Thelma Bates is a fictional character played by Jemima Rooper in Sky One's British horror dramedy series Hex. She appeared in every episode of the programme. After the departure and subsequent replacement of the programme's lead character of Cassie Hughes (Christina Cole), Thelma became the de facto protagonist as she was the only character who continued the series' narrative.

==Character biography==
In the beginning of the show's run, Thelma's lesbianism was made very apparent, along with the realization she was in love with her best friend Cassie, with whom she attended Medenham Hall. At Medenham, Thelma was bullied by popular students Roxanne (Amber Sainsbury), Leon (Jamie Davis) and Troy (Joseph Morgan).

In the first episode of the first series, Thelma gave her life to save Cassie's - unwittingly becoming the sacrifice instrumental in returning Azazeal's power. Azazeal staged Thelma's death to appear to be a suicide.

Becoming a ghost, unseen by most characters, Thelma aided Cassie in understanding that she is descended from witches and later helped her new young friend, 500-year-old witch Ella Dee (Laura Pyper), battle against the demonic Nephilim.

Thelma is a unique character in modern television in that for the majority of the series, her interactions were limited to the series' few "supernatural" characters. With the death of Cassie, and their final kiss with both of them as ghosts, it was finally possible for Thelma to pursue relationships with other lesbian ghosts.

==Powers and abilities==
As a ghost, Thelma displays the ability to enter others' dreams, doing so to make-out with Cassie, later to communicate with the living and to free comrades from Malachi's control.

While invisible to most, she seems to retain complete tangibility, bumping into things, touching everything - even frequently eating crisps. The only exception to this is that she cannot apparently touch anything that is alive.

In one episode we find that Thelma can interact with other time periods, as she is able to save Ella in the past while standing at the same location in the present - seemingly existing in two times at once. cc

==Other plot developments==
Thelma promises Cassie she will help Ella Dee, a 500-year-old witch and assassin, in her mission. She saves Ella from Azazeal's plots, from servitude to Azazeal and Cassie's son Malachi (Joseph Beattie), and from execution several centuries in the past.

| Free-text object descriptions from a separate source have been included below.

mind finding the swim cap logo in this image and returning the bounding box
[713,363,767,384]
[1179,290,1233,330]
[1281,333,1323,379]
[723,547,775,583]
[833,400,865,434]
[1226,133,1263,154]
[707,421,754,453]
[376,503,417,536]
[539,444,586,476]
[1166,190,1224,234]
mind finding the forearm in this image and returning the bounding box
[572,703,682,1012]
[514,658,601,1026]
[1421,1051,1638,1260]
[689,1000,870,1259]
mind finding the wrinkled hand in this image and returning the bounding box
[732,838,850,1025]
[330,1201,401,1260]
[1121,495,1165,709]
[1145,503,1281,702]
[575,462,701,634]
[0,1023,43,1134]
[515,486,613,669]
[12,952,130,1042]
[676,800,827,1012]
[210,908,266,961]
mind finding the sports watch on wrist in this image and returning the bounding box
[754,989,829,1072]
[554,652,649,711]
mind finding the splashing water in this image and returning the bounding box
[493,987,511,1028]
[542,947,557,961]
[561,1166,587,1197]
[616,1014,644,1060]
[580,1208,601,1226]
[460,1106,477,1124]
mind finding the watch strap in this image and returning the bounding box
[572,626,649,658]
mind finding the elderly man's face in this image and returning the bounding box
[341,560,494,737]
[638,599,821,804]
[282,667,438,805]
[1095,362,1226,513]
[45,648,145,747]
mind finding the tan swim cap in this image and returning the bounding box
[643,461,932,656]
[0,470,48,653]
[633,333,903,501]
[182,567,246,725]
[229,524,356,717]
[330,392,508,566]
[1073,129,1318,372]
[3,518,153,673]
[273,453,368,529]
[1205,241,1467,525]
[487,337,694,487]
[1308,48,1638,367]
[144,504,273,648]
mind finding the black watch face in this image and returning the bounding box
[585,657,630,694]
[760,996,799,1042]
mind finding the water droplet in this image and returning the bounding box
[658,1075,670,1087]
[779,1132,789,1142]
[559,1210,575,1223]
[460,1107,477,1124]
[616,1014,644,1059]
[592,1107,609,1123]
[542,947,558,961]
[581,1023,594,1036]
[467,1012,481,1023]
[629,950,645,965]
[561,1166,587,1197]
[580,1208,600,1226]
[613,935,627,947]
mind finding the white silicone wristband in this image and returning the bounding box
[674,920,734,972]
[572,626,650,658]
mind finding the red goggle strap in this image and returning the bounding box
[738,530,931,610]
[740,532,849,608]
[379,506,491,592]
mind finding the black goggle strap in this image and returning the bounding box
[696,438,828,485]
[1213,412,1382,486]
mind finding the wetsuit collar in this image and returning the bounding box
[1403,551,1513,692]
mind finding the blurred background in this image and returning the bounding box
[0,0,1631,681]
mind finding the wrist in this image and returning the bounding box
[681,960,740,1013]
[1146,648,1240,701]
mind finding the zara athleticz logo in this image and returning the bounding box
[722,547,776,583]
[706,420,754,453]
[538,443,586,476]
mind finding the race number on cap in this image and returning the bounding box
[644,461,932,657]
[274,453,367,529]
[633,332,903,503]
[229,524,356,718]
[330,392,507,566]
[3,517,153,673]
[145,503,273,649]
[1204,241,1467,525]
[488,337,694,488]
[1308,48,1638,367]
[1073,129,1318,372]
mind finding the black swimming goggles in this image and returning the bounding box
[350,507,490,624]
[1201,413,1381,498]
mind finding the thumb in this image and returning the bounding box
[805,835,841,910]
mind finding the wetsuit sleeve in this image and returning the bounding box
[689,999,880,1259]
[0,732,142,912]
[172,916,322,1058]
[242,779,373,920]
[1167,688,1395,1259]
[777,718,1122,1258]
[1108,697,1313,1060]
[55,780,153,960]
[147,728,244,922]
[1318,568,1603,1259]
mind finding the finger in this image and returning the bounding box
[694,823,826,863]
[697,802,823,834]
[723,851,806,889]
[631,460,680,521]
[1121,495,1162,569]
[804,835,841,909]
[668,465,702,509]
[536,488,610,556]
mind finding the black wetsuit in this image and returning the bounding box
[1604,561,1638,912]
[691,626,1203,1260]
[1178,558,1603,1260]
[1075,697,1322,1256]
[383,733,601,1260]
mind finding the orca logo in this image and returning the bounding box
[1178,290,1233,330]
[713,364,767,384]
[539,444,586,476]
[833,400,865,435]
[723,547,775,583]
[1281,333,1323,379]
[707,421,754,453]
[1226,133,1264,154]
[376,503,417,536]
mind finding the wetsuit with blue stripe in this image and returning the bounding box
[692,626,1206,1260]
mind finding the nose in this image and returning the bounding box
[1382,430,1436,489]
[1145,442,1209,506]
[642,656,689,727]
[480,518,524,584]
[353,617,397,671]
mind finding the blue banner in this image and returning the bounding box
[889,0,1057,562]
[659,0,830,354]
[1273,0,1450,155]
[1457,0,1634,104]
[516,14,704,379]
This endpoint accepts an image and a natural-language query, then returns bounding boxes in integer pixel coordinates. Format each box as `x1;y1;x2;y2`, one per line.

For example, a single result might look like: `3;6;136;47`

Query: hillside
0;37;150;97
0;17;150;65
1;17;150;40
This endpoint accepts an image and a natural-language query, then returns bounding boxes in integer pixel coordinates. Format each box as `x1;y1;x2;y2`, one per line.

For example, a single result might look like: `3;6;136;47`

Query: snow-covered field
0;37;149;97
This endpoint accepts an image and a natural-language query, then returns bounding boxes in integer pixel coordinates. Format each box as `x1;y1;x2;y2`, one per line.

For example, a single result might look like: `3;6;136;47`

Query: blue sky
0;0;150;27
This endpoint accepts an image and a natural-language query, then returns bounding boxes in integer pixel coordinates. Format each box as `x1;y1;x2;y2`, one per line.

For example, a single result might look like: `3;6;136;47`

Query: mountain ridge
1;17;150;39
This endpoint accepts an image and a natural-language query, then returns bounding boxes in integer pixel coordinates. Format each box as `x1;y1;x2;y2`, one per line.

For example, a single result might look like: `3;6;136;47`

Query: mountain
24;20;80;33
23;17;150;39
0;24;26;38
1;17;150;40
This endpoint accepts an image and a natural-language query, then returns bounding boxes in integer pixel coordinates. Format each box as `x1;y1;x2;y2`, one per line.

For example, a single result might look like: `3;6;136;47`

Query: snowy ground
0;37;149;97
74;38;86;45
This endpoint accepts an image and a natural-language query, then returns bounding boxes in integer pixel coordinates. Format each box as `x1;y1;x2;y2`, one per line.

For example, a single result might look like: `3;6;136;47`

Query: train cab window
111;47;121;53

After giving the character Leon (Jamie Davis) a potion of Ella's to allow him to see the spirit world, the three form a group who fight against Malachi - the series' main antagonist in wake of Azazeal's mid-season departure.

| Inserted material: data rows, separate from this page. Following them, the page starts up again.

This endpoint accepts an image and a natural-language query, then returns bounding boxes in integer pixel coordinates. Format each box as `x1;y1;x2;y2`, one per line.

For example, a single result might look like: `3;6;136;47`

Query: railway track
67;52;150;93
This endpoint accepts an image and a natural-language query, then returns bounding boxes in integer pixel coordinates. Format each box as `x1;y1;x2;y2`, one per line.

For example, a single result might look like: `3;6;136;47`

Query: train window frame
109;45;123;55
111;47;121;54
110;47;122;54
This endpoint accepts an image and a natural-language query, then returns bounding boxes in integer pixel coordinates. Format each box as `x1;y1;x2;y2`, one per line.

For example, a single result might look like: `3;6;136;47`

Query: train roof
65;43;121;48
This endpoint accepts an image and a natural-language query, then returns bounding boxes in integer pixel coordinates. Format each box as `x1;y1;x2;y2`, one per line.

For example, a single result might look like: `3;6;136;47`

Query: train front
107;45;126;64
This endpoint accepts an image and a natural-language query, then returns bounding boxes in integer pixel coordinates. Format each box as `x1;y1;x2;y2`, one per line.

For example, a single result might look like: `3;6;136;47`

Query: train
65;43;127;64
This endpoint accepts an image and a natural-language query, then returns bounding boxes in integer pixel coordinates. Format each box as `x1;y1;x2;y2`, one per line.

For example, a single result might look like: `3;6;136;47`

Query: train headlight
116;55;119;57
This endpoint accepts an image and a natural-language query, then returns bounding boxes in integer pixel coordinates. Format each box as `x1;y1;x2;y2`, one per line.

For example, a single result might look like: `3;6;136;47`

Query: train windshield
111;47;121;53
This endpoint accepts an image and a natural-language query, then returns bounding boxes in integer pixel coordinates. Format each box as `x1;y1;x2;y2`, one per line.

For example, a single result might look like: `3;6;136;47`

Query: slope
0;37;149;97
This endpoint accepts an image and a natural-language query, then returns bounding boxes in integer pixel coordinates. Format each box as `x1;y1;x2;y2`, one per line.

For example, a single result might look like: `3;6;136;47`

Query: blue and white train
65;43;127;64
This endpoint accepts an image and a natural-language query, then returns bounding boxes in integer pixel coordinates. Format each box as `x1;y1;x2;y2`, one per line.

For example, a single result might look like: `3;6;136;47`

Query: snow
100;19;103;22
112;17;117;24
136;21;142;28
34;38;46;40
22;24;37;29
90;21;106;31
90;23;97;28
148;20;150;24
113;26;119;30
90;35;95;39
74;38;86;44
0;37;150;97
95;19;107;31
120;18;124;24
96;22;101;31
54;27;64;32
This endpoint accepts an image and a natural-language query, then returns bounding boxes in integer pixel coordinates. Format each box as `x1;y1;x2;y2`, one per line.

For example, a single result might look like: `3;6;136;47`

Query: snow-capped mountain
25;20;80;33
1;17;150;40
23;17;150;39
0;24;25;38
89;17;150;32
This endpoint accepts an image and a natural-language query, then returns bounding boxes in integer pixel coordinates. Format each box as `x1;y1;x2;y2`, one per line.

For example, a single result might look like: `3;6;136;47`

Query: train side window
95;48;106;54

In an effort to hinder Thelma's ability to aid Ella, Malachi causes the death of young lesbian Maya Robertson and positions her to develop a ghostly emotional and sexual relationship with Thelma. Maya's spirit bears Malachi's mark, naming her as one of his creatures - a succubus. To weaken Malachi, Ella goes about destroying these creatures, including Maya's spirit, for which she and Thelma temporarily part ways.

Malachi eventually seduces the entire student body romantically or by promising them their greatest desires, creating an army of succubi and incubi that makes him too powerful for Ella to kill. The only students who are not converted are Thelma (because the death of Maya leaves nothing for Malachi to offer her), Roxanne (who becomes a "pure soul" in her quest for forgiveness from God for seducing Jez and causing his apparent suicide), Tom (who is secretly gay, in love with Leon, and impossible to convert because Malachi cannot make the straight Leon love him back), Leon (after Thelma enters his dreams), and Ella (after Thelma enters her dreams to awaken Ella's real, 500-year-old, personality).

In the programme's conclusion, after helping Leon to save Ella's life, an indestructible Malachi sacrifices Roxanne while the entire school is burnt to the ground. Ella, Leon and Thelma escape as Malachi's ritual brings about the End of Days. The series ends unfinished, with the final fate of Thelma left unclear.